Wednesday, December 13, 2006, 10:33 pm
You take the good, you take the bad...
GOOD: I finished one of my finals. I knew the material, i stayed cool, i didn't hurry through it... i think i did alright!
BAD: Still have one more to go.
BAD: Today, i don't feel so good. I've been fighting an upset stomach all day, and since finishing the exam i've also had a bit of a headache... but the Aleve took care of that (for now)! I also appear to be retaining water... i'm all bloated and sloshy... and i weigh three pounds more than yesterday, which has to be water weight.
Considering the upset stomach, supper at Long John Silver's wasn't the best idea.
GOOD: Not feeling like exercising opened the door to talk to one of the young ladies in my history class at the wellness center. We talked for about an hour about the exam, classes, movies, and vacation. Not too bad, anyway... maybe there's something there?
GOOD: I met with O today and showed her my photographic portfolio. She seemed to like what she saw, and i think she's going to model for me... which is very exciting!
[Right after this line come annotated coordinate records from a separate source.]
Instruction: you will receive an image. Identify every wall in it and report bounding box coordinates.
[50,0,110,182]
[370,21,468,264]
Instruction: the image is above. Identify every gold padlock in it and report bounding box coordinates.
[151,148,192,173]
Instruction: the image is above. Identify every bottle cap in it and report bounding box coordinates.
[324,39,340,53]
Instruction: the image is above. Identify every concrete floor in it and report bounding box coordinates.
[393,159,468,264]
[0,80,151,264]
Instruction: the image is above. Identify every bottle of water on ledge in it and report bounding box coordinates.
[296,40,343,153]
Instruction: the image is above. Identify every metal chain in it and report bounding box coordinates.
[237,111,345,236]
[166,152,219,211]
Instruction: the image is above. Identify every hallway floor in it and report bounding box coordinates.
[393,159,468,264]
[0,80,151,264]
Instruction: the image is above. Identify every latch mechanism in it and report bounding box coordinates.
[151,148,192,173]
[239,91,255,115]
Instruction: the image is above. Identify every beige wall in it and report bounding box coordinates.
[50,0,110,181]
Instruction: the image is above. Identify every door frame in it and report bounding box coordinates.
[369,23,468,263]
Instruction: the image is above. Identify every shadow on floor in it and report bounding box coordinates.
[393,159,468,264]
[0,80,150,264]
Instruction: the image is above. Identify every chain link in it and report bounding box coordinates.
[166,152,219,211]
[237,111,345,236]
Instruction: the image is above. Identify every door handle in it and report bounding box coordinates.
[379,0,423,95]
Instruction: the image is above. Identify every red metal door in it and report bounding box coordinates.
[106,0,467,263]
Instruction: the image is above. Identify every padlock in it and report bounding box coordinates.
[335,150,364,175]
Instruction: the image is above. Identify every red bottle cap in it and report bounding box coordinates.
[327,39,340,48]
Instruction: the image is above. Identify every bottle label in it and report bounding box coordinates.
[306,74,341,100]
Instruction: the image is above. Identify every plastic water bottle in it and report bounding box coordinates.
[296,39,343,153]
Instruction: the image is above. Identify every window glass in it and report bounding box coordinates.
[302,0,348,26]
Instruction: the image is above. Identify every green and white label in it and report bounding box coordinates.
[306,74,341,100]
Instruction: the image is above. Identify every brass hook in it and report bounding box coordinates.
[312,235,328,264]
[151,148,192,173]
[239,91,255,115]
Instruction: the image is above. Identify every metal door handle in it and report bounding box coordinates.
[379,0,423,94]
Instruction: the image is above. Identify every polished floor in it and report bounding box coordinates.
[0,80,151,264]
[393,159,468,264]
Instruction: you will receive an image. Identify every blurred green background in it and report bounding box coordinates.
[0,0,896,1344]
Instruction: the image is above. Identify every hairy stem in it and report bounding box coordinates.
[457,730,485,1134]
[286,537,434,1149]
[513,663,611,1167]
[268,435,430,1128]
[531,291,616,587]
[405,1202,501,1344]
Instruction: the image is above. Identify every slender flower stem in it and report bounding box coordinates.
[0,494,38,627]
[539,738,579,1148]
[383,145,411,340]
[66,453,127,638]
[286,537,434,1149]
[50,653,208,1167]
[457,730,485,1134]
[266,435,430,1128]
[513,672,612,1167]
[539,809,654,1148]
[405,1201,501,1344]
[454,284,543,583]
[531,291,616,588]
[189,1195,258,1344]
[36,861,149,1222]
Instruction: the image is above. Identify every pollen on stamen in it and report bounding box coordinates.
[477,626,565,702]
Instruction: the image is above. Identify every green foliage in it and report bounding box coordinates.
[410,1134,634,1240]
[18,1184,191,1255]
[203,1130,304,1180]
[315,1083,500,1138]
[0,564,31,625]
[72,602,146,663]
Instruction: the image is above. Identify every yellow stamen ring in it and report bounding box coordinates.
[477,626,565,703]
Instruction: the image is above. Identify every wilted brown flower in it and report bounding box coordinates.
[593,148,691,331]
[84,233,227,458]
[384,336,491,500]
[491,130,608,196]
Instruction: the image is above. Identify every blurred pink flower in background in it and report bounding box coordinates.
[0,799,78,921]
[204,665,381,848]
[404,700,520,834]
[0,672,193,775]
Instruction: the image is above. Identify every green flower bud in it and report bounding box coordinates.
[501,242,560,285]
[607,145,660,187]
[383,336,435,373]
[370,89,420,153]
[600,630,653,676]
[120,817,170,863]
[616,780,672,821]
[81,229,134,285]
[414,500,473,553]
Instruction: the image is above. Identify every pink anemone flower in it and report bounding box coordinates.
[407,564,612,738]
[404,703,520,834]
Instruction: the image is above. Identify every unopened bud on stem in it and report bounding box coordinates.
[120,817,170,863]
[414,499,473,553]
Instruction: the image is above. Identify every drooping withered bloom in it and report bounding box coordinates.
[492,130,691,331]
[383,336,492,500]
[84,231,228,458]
I love taking pictures... especially taking good ones! However, i seem to have lost interest some time ago. All of my pictures in the portfolio (and on Flickr) were taken years ago. All of the more recent ones are from the "before time" and have the ex in them.
So, you could say i need to update it... and perhaps soon i'll have a good reason too! O needs to update her portfolio too! And she has a wardrobe and a makeup artist she can bring.
And i have an adorable house, and a lot of ideas. This could be the beginning of something great in that direction! Perhaps this will justify my getting the digital camera i want so bad!
BAD: She forgot to bring her portfolio... so we're meeting again next week so she can show that to me.
And i still feel pretty lousy, but all in all it has been a good day.
Moving on... it has become apparent to me that i'm going to have to go and see T. I just don't want any hard feelings or mixed messages... and i don't want her to think i'm going to bail on her just like that. She really does need a friend, and i really don't mind being that friend for her.
Call it my "saviour complex," or something else. I figure, if i go see her outside of the bad day she was having last weekend... maybe we can let bygones be bygones and put it behind us. It was a stupid argument anyway.
O and i shared horror stories today... she's a very pretty and young divorcée, who's husband cheated on her. I still have a hard time imagining that, but then again it happens!
But she is so gorgeous... the guy must be a real jerk!
Anyway, talking to her gave me some new perspective on relating to people in my life: past, present and future.
And, amazingly, it was WONDERFUL to carry on a conversation with someone and i didn't make it all about me! Perhaps there is hope for me after all!
Now, if only i could release the overflow valve and get this water out of me. Ugh!